Тени прошлого - Джулиан Феллоуз
Шрифт:
Интервал:
В этот момент открылась дверь, которая в обычные дни вела в сервировочную и дальше, в кухни. Сегодня через эту дверь вошла группа молодых людей, они пружинящей походкой поднялись на сцену. По толпе прокатился общий вздох, когда все мы вдруг поняли, что ведь это Стив Уинвуд, солист группы, основанной человеком, который взбежал на сцену сразу после него и чьим именем была названа группа: Спенсер Дэвис. Живой, настоящий Спенсер Дэвис! Как только эта мысль проникла в наши мозги, музыканты заиграли свою песню, появившуюся за пару лет до того: «Keep on Running». Трудно объяснить, что мы тогда испытали. Сегодня мы пресыщены.
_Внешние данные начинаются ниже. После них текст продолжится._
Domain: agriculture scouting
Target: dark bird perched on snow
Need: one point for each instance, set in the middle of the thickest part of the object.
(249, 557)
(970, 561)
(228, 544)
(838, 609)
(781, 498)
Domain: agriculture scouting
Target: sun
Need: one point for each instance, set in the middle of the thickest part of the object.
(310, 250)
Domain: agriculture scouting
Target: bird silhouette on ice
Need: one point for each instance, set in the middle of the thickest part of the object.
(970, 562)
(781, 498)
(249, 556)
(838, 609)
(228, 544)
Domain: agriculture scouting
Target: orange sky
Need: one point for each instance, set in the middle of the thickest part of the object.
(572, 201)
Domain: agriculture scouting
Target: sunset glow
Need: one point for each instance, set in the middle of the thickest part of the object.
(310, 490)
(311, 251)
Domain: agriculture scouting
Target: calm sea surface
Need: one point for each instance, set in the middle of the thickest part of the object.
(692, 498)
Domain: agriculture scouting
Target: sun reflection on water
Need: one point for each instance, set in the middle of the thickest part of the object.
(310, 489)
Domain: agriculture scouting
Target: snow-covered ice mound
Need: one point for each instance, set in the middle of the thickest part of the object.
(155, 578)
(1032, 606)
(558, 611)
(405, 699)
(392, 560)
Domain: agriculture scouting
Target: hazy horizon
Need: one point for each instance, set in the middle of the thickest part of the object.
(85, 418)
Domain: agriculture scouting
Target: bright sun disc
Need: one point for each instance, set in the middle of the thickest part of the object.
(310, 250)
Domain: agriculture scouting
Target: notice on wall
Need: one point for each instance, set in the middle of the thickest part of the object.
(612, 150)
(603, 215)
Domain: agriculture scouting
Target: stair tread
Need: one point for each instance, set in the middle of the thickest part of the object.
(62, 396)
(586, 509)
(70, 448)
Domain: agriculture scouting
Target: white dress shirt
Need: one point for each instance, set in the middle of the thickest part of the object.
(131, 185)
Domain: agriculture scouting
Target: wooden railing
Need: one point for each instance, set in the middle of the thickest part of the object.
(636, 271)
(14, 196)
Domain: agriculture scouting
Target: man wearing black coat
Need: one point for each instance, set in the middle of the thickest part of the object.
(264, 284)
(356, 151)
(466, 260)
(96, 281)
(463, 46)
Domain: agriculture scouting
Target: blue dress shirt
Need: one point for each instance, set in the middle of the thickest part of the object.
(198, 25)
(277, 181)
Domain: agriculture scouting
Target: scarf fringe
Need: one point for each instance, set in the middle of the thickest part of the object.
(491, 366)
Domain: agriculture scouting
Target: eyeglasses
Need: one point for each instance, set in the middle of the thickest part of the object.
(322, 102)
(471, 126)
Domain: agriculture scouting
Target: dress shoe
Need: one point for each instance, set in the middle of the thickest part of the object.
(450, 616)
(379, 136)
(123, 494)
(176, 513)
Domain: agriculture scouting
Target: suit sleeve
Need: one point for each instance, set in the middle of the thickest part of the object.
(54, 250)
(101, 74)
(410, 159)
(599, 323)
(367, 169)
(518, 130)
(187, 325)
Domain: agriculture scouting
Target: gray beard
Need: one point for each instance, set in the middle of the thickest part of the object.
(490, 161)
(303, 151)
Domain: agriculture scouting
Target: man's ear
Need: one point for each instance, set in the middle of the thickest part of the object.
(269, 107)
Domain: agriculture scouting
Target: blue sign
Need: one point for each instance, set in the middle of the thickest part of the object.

Мы повсюду видим кинозвезд, певцов и всевозможные иные формы проявления славы. Судя по журналам, знаменитых людей больше, чем неизвестных. Но в шестьдесят восьмом году это было не так. Находиться в одном зале с настоящей музыкальной группой, исполняющей собственный хит, который большинство из нас купили два года назад и слушали без перерыва, – это как оказаться внутри мечты. Это было ошеломительно, это взрывало мозг, это невозможно было осознать. Даже Люси невольно замолчала, хотя и ненадолго.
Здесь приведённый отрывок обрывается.